Autonomous surgical robots raise complex questions about who is responsible when something goes wrong. Responsibility should be distributed across technical, clinical, institutional, and regulatory actors so that accountability is meaningful, legally enforceable, and linked to actual control over risks. Evidence-based frameworks from legal scholars and global health bodies support hybrid approaches that combine product liability, clinical negligence law, and regulatory oversight to address different failure modes. Ryan Abbott University of Surrey argues that existing liability doctrines must adapt to novel decision-making systems, while the World Health Organization emphasizes governance mechanisms that preserve human oversight and patient safety.
Ethical and legal allocation
From an ethical and legal perspective, manufacturers bear responsibility for design defects, inadequate validation, and poor data curation; rigorous testing and transparent reporting are necessary to meet standards of care. Surgeons and clinical teams retain responsibility for case selection, supervision, and intraoperative intervention when autonomous systems operate, because clinical judgment remains essential to respond to unexpected situations. Healthcare institutions are responsible for training, maintenance, and local implementation policies that determine whether a device is used appropriately.

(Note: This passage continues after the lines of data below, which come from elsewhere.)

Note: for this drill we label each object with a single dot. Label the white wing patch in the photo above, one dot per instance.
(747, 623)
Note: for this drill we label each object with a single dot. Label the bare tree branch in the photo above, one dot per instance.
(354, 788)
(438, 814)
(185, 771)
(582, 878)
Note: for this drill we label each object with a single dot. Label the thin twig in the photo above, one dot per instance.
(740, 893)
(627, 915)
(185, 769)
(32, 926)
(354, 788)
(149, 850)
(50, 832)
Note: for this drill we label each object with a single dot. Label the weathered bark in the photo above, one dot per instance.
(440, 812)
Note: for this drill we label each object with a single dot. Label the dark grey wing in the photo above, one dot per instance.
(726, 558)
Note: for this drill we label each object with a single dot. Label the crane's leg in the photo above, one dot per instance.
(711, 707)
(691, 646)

Regulators such as the U.S. Food and Drug Administration set premarket requirements and post-market surveillance expectations that create systemic accountability and can assign liabilities through approval conditions.
Practical steps to assign fault and prevent harm
Operationalizing allocation involves aligning legal doctrines to technical realities: use product liability for manufacturing and algorithmic defects, apply medical negligence where clinician supervision fails, and employ contract and procurement rules to allocate maintenance and update responsibilities to service providers. Shared responsibility mechanisms—such as mandatory incident reporting, transparent audit trails that record who made which decision and why, and legally recognized standards for acceptable autonomy—reduce ambiguity after adverse events. Cultural and territorial nuances matter: in communities with high deference to clinicians, legal systems may emphasize practitioner liability, while others may prioritize manufacturer accountability; low-resource settings face disproportionate risks from weak regulatory capacity and limited maintenance infrastructure, compounding environmental costs when devices fail.
When responsibility is clearly apportioned and backed by governance, harm can be reduced, trust restored, and incentives aligned toward safer design and equitable deployment.